Thursday, December 4, 2008

Army Chaplains

I may have mentioned in the past that I dislike Army chaplains. I have had nothing but bad experiences with all but one of them (and he was my unit's chaplain for about a week at Basic Reception). For the most part they tend to be right-wing, proselytizing, fundamentalist christians. I have nothing against these people per se, I am a libertarian at heart - but this is an official government position, and as I understand it, the chaplain is simply there to oversee the spiritual well-being of the troops, and offer advice as requested. I actually got into an argument with a chaplain the last time I was in Iraq over whether or not I was going to go to heaven or hell because I professed my atheism in front of him (we were on a mission and he asked me specifically about my beliefs).

I was at a conference a few weeks ago and an Army chaplain stood up and talked about how the Chaplain corps was attempting to find a place for themselves in the new doctrine of counterinsurgency (like counseling christian troops perhaps?) and saw themselves as religious mediators with the religious leaders in foreign countries. I was flabbergasted. First - BAD IDEA. There's enough of a belief that American forces are a second generation of Crusaders without fostering it by sending out Christian fundamentalist wackos in uniform to talk to them. Second - based on belief #1, it's actually a violation of Centcom General Order #1 - no proselytizing. (do you know how hard it is to actually find a copy of General Order # 1???)
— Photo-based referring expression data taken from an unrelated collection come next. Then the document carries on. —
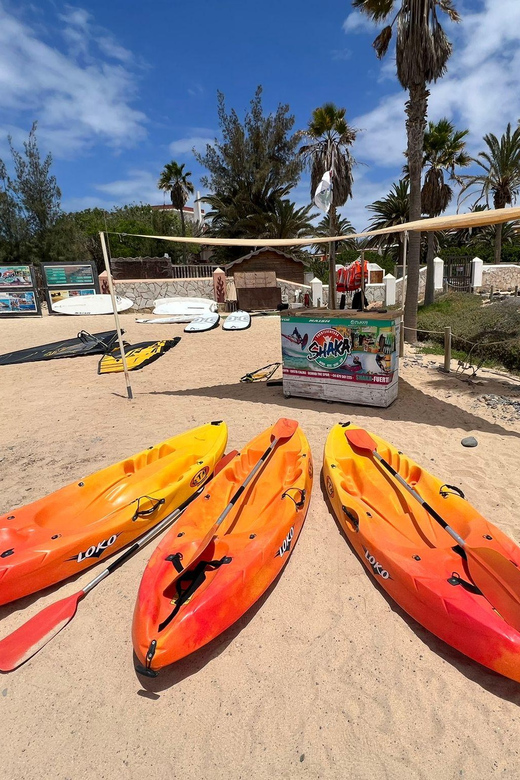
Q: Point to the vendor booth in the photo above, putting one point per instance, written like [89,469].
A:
[341,355]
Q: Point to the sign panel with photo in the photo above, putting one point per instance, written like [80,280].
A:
[59,295]
[19,303]
[69,275]
[16,276]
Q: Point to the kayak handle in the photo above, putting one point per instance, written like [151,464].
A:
[146,512]
[297,504]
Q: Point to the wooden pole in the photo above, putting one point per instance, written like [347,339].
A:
[332,275]
[405,256]
[116,315]
[362,280]
[447,349]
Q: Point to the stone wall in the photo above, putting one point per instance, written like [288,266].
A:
[505,276]
[143,292]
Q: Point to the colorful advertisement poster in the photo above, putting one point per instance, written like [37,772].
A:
[15,276]
[59,295]
[342,350]
[18,302]
[57,275]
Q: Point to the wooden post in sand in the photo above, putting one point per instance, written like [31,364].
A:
[447,349]
[362,280]
[116,315]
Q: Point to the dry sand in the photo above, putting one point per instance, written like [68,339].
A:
[326,678]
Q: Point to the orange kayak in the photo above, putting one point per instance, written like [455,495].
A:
[178,609]
[411,556]
[68,531]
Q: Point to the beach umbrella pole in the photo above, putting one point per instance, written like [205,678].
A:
[116,315]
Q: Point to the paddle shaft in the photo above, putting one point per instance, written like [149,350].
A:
[282,434]
[152,533]
[245,483]
[423,503]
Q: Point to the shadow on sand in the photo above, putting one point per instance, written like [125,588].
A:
[495,683]
[412,405]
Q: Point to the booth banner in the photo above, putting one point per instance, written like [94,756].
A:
[60,295]
[339,349]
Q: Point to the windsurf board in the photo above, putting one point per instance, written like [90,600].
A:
[203,322]
[91,304]
[237,320]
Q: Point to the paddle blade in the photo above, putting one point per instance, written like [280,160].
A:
[360,439]
[498,579]
[27,640]
[284,429]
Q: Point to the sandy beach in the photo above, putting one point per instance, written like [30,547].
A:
[325,678]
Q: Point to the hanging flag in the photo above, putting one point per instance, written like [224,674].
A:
[323,194]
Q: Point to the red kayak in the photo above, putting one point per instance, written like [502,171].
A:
[185,599]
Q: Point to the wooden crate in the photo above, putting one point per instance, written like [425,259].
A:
[254,279]
[256,298]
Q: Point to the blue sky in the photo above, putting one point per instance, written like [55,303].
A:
[120,88]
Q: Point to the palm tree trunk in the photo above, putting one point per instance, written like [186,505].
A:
[416,110]
[183,231]
[429,293]
[498,243]
[332,260]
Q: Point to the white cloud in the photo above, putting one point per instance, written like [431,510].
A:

Well, all right, it's a changing world, changing needs etc. But then I was reading this blog, which has a wonderful powerpoint demonstration of how Chaplains should be telling soldiers to believe in God, creationism, etc, in order to live a better, more moral life. I don't usually care about things like Ten Commandments in public places, Nativity scenes, menorah's, whatever. But the United States Army is an official institution of the United States Government, which is specifically non-denominational, and seeing as how many Chaplain's briefings are mandatory for soldiers (or made to look so), this essentially amounts to forcing religion on a soldier. That sickens me.

1 comment:

Momagain said...

Sounds like Chaplains feel a little threatened about their place in the military of the future. There was a place when everyone lived on base. And in time of war to provide counsel, as you said. But there is absolutely no place for them interacting with the local population in an "occupied" country. Is there any way to alert some clear-thinking legislator or high-ranking officer to the objectives of the Chaplains, especially the bible-thumping variety?